In 2024 gingen bijna 93.000 werknemers met pensioen. De gemiddelde pensioenleeftijd bereikte dat jaar 66 jaar en 1 maand, wat voor het eerst boven de 66 jaar ligt (2023: 65 jaar en 11 maanden). Deze gegevens komen uit nieuwe cijfers van het CBS.
Sinds 2013 volgt de gemiddelde pensioenleeftijd van werknemers de AOW-leeftijd. In 2024 was de AOW-leeftijd 67 jaar (in 2023: 66 jaar en 10 maanden). Hierdoor ging in 2024 een groter deel van de werknemers met pensioen op 67-jarige leeftijd dan het jaar ervoor: 40 procent in 2024, tegenover 6 procent in 2023.
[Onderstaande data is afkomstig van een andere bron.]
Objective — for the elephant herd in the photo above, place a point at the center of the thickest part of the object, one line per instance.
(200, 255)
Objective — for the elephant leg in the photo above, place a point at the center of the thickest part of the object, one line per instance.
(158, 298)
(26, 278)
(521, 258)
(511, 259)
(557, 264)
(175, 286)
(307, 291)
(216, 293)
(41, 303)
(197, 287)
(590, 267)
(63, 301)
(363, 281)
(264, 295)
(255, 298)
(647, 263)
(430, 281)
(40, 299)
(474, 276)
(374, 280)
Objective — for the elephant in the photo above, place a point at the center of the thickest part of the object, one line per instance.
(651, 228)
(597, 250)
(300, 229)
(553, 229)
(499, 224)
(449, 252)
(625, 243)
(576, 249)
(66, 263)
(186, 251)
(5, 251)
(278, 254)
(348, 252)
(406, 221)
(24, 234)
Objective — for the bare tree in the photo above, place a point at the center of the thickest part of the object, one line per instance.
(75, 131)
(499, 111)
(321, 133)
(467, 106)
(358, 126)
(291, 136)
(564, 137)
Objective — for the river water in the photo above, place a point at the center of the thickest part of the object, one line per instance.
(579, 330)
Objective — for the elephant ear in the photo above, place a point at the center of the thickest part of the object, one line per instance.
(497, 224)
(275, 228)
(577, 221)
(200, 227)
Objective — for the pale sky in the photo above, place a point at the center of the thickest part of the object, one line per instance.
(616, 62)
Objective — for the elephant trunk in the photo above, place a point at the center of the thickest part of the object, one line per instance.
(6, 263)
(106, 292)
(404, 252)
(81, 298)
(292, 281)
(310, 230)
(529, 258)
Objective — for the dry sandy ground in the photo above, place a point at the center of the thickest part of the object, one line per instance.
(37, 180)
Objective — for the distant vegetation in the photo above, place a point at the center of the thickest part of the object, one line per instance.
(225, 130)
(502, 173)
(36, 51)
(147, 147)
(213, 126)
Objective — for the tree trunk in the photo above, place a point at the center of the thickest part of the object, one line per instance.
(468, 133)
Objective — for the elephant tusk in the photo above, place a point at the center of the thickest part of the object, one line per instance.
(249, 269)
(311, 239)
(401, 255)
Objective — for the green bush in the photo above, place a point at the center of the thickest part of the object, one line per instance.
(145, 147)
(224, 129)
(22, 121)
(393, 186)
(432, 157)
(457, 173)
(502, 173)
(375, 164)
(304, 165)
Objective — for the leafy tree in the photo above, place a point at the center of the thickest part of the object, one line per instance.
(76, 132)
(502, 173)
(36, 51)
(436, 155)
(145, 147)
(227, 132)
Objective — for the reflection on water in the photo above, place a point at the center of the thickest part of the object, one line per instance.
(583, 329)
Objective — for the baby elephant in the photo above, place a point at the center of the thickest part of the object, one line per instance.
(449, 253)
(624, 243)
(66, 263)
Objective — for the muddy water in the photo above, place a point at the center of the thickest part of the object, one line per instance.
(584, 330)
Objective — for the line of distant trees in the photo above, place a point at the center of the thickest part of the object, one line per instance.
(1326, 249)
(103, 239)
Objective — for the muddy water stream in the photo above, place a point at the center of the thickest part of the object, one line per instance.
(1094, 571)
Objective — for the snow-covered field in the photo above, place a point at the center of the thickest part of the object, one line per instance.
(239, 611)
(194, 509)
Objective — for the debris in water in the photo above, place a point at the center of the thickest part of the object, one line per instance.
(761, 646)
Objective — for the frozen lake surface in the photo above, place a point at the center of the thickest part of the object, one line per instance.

Pensioenleeftijd periode 2003-2024
In 2024 was 77% van de werknemers 65 jaar of ouder toen ze met pensioen gingen. In 2014 was dat 47%, en in 2004 slechts 12%. Vroeger konden mensen eerder stoppen met werken dankzij vroegpensioenregelingen, die na 2006 grotendeels zijn afgeschaft. In 2004 ging bijna driekwart van de werknemers met pensioen vóór hun 62e; tegenwoordig is dat minder dan 5%.
Pensioenleeftijd in alle bedrijfstakken toegenomen
In alle bedrijfstakken is de pensioenleeftijd tussen 2004 en 2024 aanzienlijk gestegen. Werknemers in het openbaar bestuur gingen in 2024 het vroegst met pensioen, met een gemiddelde leeftijd van 65,3 jaar. Daarna volgden de zorg, de bouw en het onderwijs. Deze vier sectoren waren samen goed voor ruim de helft van alle werknemers die in 2024 met pensioen gingen. In de overige dienstverlening was de pensioenleeftijd met 68,1 jaar het hoogst, gevolgd door de landbouw, bosbouw en visserij, en overige zakelijke diensten.